Por fim, emissões ou vendas de novamoeda pelo banco central seriam permitidas unicamente em troca de ouro para qualquer parte externa à zona da novamoeda. Em outras palavras, as duas únicas maneiras de uma parte externa obter grandes quantias de novamoedas seriam ou recebê-las em troca de ouro físico ou como pagamento por bens ou serviços fornecidos. Ao mesmo tempo, o banco central não seria obrigado a comprar novamoedas em troca de ouro, eliminando o risco de “corridas ao banco”.
Corrija-me se estou errado: essa proposta parece ancorar todo o comércio interno à zona da novamoeda e todo o comércio exterior ao ouro. Nesse caso, como seria a estabilidade da novamoeda? Afinal, o ouro já se mostrou volátil no passado.
S. Tzu: Creio que o que você está perguntando é qual poderia ser o impacto se, por exemplo, o preço do ouro em dólar caísse drasticamente. Nesse caso, como não haveria nenhuma cotação cruzada direta entre a novamoeda e o dólar, e como o banco central do Sul Global estaria apenas comprando, e não vendendo dinheiro em troca de novamoeda, vê-se de imediato que a arbitragem seria extremamente difícil. Como resultado, a volatilidade da cesta de moedas expressa em novamoeda (ou ouro) seria bastante baixa. E esse, exatamente, é o impacto positivo da ancoragem de “dinheiro externo” na nova unidade monetária sobre o comércio e os investimentos.

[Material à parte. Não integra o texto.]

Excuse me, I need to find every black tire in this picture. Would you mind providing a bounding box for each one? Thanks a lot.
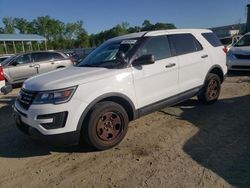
[197,73,221,105]
[82,101,129,150]
[56,66,65,69]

Claramente, algumas das principais commodities de exportação teriam seu preço determinado pelo Sul Global apenas em ouro e novamoeda, tornando ainda menos prováveis as “corridas ao banco” ou os ataques especulativos.
Com o tempo, se o ouro for desvalorizado no Norte Global, ele, gradualmente, e talvez rapidamente, gravitaria para o Sul Global em troca de exportações ou novamoeda, o que não seria um mau resultado para o sistema de “dinheiro externo”, acelerando a ampla aceitação da novamoeda como moeda de reservas. Outro fato importante é que, como as reservas de ouro físico são finitas fora da zona da novamoeda, os desequilíbrios se corrigiriam automaticamente, uma vez que o Sul Global continuará sendo um exportador líquido das principais commodities.
O que você acabou de dizer está repleto de informações preciosas. Talvez devêssemos retomar a questão em um futuro próximo e discutir o feedback recebido por suas ideias. Agora, chegamos em Maryina Roscha, hora de desembarcar!
S. Tzu: Seria um prazer continuar nosso diálogo. Espero repetir este passeio!